Using these numbers, you can set yourself targets to sell. This is more of an art than a science, but many traders will sell around 1 and 1.618 as the ultimate take profit zone. Check out this video for further instruction on drawing fib extensions and retracements. Fib extensions/retracements are just guidelines, and it’s common to draw these in a few different ways and check for what’s called confluence.
Now, if your position has risen over 100% of your entry point, it’s always smart to take some profit off the table no matter what. Keep in mind that this 1–2–3–4 breakout trade is meant for short- to mid-term trading, and isn’t particularly useful for ridiculous increases like a 20–50x jump in price. You could hold a good chunk of XTZ for the long term because you believe in the project, but still make profit by trading it (using a separate chunk of cash) when it breaks out. It’s thus important to have multiple capital buckets — long-term holds, short-term trading capital, and other crypto income.

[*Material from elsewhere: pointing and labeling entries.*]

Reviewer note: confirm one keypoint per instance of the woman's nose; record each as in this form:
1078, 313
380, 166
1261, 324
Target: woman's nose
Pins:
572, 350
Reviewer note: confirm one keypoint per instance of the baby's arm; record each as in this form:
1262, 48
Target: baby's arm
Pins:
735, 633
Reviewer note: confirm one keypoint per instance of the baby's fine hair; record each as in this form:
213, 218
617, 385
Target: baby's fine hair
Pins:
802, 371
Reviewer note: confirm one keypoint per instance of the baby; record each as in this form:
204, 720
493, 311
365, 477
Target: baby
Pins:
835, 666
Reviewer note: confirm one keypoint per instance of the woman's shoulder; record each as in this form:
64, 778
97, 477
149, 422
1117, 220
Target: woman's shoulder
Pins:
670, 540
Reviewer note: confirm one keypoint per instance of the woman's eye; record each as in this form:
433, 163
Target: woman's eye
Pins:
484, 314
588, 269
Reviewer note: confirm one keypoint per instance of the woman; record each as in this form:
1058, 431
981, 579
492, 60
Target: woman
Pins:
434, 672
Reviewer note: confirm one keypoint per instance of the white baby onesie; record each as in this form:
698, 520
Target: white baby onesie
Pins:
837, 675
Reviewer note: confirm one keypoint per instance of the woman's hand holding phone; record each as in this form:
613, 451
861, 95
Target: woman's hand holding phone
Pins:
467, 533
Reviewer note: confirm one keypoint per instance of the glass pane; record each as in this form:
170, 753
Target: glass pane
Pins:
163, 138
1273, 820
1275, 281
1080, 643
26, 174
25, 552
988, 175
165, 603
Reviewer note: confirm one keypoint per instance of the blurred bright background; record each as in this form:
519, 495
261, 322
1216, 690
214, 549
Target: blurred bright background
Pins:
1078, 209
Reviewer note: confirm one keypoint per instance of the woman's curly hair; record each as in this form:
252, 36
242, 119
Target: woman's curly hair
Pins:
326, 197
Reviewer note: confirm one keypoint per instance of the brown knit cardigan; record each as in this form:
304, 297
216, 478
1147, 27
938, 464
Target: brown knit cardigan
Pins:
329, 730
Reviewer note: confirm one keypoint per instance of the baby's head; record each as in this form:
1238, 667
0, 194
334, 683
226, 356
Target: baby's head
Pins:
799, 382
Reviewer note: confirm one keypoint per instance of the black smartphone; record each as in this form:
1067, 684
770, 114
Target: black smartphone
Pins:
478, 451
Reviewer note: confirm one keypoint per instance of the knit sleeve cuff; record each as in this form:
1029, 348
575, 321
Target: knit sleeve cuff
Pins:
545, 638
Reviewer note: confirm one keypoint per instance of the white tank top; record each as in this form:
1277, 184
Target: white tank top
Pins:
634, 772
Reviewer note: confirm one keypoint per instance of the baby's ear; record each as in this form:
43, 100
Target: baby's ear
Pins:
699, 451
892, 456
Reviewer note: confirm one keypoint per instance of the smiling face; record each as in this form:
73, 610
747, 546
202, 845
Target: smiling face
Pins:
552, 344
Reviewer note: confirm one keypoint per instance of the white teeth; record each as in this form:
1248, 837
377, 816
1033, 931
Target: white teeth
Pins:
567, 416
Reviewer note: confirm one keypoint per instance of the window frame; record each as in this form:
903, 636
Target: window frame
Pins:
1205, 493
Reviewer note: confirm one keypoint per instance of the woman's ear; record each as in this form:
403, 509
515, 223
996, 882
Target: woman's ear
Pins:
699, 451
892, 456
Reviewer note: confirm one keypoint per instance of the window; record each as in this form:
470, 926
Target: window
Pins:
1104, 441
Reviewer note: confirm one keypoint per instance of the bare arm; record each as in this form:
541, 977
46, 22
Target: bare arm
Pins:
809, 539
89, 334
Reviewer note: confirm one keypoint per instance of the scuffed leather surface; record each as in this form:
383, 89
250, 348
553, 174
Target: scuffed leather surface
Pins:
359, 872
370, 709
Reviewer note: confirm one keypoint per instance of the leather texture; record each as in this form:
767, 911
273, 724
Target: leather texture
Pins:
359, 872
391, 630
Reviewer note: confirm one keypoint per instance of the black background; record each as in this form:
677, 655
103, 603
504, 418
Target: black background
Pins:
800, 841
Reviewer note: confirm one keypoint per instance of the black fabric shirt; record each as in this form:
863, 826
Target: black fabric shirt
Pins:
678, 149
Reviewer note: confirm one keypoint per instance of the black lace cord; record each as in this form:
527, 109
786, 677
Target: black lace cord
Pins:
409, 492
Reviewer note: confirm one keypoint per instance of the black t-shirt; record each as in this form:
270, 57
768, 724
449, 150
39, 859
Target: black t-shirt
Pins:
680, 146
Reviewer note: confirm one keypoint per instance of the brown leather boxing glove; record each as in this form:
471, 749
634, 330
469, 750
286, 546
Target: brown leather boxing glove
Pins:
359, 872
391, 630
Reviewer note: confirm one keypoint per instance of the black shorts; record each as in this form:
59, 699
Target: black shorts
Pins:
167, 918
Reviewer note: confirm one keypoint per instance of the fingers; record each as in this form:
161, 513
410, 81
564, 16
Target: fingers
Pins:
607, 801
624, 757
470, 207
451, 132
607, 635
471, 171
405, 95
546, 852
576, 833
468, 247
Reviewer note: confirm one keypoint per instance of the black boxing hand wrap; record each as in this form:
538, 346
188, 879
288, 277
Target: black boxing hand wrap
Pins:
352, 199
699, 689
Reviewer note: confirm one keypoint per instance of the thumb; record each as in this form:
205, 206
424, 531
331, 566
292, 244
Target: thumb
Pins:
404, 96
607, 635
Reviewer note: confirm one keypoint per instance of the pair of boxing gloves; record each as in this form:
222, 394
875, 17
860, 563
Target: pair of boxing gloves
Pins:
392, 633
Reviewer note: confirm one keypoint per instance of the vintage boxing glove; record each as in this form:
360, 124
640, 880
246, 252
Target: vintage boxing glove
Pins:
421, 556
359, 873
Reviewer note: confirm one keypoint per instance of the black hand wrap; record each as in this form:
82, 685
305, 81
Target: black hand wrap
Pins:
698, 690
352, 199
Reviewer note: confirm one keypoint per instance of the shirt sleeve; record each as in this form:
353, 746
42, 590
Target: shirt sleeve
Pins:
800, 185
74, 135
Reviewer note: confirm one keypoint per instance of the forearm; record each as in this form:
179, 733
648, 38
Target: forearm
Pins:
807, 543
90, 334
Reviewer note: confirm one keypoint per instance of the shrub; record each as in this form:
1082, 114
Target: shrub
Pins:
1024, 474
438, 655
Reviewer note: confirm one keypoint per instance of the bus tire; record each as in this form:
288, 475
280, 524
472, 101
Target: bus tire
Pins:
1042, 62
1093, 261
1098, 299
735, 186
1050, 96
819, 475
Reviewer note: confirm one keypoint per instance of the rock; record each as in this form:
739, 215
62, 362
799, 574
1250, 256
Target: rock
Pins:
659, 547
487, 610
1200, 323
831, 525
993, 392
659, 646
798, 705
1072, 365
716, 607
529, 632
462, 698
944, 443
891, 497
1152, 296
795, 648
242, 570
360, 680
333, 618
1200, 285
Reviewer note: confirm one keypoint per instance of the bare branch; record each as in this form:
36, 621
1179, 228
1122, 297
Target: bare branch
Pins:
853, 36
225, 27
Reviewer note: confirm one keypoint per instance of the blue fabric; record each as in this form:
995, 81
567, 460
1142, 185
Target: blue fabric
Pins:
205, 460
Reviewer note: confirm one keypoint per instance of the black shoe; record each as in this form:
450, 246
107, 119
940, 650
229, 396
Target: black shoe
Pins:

Long-time crypto trader Chris Dunn warns about the most common mistakes made by new crypto traders: over-trading, hesitating on entries, and closing positions prior to profit targets when the trade is still intact. As you observe your own trading behavior, keep an eye out for these big mistakes:
Over trading: Whereby you try to catch every single move. Looking at every indicator and every small movement in price as an indicator to buy or sell can take up your entire day. The solution here is to create a plan and write it down on a piece of paper, and identify your capital — as we discussed previously. Stick to the plan.
Hesitating on entries: This usually implies you are not confident in your plan for some reason. Maybe you need to do more research. Or, you could be scared because you’re taking too much risk. Put less on the table. And remember, you can lose on trades…as long as you win the big ones.
Closing positions prior to profit targets: This may not seem like a big deal, but you can leave a lot on the table here. The other side of greed is being too stingy. Keep in mind that new markets in crypto tend to blow away profit targets, so it’s usually a good idea to take profit along the way up, setting multiple profit targets. And even leave a little bit of a runner if you think the price action is very bullish.
Lastly, I’m reminded, time and time again, that impulse-control and mastering one’s mind is by far a larger factor in making/losing money than technical trading skills. One of my biggest lessons learned is that we are both Dr. Jekyll and Mr. Hyde. Spending time creating mental models and developing emotional discipline is half the battle.